The Irish Department of Education has just closed a consultation period for the revamping of its Relationship and Sexuality Education (RSE) curriculum for young teenagers in post-primary schools.
The proposal which the minister for education has said will be compulsory for all schools, if retained in its current guise, will force Catholic schools to promote a morality that does not align with Catholic teaching.
The draft Junior Cycle Social, Personal and Health Education (SPHE) Short Course proposal presented by the National Council for Curriculum and Assessment has a stated that its aim is to “to nurture students’ self-awareness and positive self-worth and to develop the knowledge, understanding, skills, dispositions and values that will help them to create and maintain respectful and caring relationships and lead fulfilling and healthy lives” – a laudable objective in itself.
But delve a little deeper and the content proposed is a cause for concern for many parents but also for the Catholic patronage of many of the country’s post-primary schools. With an objective to aid young teenagers to develop an understanding of moral decision-making and to safeguard and promote their own wellbeing, the state through the school attempts to mandate contested issues such as contraception use and gender identity in all schools across the country.
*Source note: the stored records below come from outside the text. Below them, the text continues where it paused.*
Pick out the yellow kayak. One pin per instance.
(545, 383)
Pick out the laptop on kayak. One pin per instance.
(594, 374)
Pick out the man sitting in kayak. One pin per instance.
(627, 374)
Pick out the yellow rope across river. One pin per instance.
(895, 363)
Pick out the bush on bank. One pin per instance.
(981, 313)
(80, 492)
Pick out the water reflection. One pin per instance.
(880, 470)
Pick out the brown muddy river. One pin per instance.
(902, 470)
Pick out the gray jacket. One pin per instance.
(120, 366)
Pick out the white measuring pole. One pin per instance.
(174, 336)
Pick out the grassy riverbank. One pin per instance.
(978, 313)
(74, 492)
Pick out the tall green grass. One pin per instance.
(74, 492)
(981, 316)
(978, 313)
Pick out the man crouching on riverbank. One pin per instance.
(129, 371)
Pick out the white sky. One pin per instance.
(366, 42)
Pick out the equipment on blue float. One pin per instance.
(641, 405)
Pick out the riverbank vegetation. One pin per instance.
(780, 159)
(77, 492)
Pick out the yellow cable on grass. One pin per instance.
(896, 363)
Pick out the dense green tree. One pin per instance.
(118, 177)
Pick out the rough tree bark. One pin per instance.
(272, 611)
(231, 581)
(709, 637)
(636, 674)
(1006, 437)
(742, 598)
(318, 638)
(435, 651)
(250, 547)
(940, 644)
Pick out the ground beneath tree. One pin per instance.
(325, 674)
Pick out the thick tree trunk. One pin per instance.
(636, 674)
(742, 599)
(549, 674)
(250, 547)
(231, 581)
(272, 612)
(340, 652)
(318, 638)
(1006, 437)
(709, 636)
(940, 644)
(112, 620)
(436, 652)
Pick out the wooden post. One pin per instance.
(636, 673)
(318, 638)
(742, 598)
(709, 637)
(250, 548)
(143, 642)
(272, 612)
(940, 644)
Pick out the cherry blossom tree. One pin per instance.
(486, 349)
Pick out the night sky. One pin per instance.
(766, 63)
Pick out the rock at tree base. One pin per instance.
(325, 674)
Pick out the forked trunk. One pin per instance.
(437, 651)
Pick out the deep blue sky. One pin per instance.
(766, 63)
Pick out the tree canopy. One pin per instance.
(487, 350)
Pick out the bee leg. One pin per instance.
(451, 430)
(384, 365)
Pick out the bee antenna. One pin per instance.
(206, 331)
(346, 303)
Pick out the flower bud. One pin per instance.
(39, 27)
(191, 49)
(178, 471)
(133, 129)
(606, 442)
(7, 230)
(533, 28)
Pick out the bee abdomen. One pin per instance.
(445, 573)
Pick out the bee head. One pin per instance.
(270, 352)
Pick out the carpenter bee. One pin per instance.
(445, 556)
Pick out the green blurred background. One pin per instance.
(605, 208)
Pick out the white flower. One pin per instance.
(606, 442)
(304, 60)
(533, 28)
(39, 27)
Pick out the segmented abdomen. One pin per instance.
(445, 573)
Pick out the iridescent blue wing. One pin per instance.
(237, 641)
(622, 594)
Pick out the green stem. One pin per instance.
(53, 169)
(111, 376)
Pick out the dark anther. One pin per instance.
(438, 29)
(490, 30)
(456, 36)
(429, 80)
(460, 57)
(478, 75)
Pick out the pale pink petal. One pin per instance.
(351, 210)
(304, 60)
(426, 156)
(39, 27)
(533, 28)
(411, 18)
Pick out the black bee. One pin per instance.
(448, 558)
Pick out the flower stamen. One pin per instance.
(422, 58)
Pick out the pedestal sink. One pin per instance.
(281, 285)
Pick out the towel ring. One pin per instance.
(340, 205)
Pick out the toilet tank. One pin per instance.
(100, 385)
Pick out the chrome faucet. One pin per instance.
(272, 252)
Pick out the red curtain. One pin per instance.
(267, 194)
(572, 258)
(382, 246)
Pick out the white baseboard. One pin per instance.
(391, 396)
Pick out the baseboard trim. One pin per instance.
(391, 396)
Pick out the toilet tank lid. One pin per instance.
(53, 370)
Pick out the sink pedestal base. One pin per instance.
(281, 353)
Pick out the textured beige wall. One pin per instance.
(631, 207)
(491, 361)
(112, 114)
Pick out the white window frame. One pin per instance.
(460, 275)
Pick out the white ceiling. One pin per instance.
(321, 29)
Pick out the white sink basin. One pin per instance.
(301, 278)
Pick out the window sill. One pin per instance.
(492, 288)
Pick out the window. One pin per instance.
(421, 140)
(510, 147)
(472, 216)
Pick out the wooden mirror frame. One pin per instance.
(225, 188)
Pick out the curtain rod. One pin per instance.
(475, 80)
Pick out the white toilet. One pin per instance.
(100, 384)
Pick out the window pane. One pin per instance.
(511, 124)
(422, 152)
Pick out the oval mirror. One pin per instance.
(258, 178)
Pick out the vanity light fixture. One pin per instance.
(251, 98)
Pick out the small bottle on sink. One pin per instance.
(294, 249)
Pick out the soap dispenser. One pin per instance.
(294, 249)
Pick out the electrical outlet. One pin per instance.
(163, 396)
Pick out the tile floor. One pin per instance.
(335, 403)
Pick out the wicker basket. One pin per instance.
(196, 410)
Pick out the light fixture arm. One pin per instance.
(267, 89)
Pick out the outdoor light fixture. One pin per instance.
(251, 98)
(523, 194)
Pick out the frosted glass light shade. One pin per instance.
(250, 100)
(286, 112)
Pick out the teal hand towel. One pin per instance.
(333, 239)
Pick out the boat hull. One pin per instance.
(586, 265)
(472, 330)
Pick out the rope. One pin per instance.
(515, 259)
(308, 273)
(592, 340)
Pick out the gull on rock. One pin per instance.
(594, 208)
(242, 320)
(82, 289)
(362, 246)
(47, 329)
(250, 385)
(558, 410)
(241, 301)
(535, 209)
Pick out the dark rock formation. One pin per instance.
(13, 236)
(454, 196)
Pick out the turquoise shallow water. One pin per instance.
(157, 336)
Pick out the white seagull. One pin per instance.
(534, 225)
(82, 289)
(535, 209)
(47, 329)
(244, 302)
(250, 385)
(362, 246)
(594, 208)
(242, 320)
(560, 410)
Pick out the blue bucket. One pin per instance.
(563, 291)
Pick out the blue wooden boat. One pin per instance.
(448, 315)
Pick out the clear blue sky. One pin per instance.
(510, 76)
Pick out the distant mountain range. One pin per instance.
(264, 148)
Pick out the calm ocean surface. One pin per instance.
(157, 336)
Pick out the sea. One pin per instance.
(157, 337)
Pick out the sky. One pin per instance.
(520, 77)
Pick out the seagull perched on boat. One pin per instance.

Under the Irish Constitution, the primacy of parents rights to educate their child is clear, with Article 42 stating “the State acknowledges that the primary and natural educator of the child is the Family and guarantees to respect the inalienable right and duty of parents to provide, according to their means, for the religious and moral, intellectual, physical and social education of their children.”
Along with this, the State is required to provide “free primary education [and to] give reasonable aid to private and corporate educational initiative” who are willing to offer education services in the country. The State can step in when the public good needs it – but with the caveat of “due regard, however, for the rights of parents, especially in the matter of religious and moral formation”. The constitution points towards the subsidiary role of the state in supporting others to provide education.
The Constitution would seem to copper-fasten the protection of the rights of parents not to have the State impose a heavy-handed singular morality across the board, irrespective of the rights and desires of the parents sending their children to their chosen school.
Yet, in this case, the proposal is to train children to ‘“appreciate that sexual orientation, gender identity and gender expression are core parts of human identity and that each is experienced along a spectrum” and to “explain the importance of safer sexual activity with reference to methods of contraception”, both of which would run contrary to Catholic teaching and understanding of the human person.
Along with this, the proposed curriculum, when discussing sexuality and relationships, leans towards an approach where all relational interaction is founded on the idea of consent, with no inclination towards promoting abstinence, commitment, or marriage.
Constitutionally, it would seem impossible that the State can impose its will in this manner on all the post-primary schools in the State. Its only argument to do this, under the constitution, would be to rely on the clause, that “the State shall, however, as guardian of the common good, require in view of actual conditions that the children receive a certain minimum education, moral, intellectual and social.”
If it is to rely on this, it will place the State directly at odds with the largest school patron in the country, the Catholic Church, by arguing that Church teaching no longer provides the minimum moral education to young teenagers, thereby claiming the monopoly on morality for the country.
With over 50 per cent of the 700 secondary schools in Ireland under the patronage of the Catholic Church – many long established in the country prior to the existence of the Irish State and the rest set-up when the State was content to allow the Church to take on the role of educating the country – the proposal, if implemented, would destroy the ethos of these institution by default.
A Catholic ethos is not provided through teaching Catholic mathematics, or Catholic geography, but through the religious and moral formation of children in line with the understanding of the integral human person. The state proposes to remove this from all schools replacing it with perspectives on the human person, identity, and relationships firmly at odds with Catholic teaching. The State is choosing sides in contested issues and adopting contentious positions with potential to harm children both physically and spiritually. It is looking to impose something as unproven, recent, and controversial as gender expression to overrule millennia old understanding of human nature.
If the Irish government succeeds in bringing into law a proposal that forces Catholic schools to teach contrary to Catholic teaching, it will have done what many secularists have long desired. IT will have wrested control of hundreds of schools from the Catholic Church by fiat, rather than by stealth, subterfuge or genuine dialogue and in response to parental preference. The Church will be patrons in name (and labour) only. The State using taxpayers’ money and the power of the law, will spiritually expropriate the hundreds of schools without so much as a hint of a bailiff.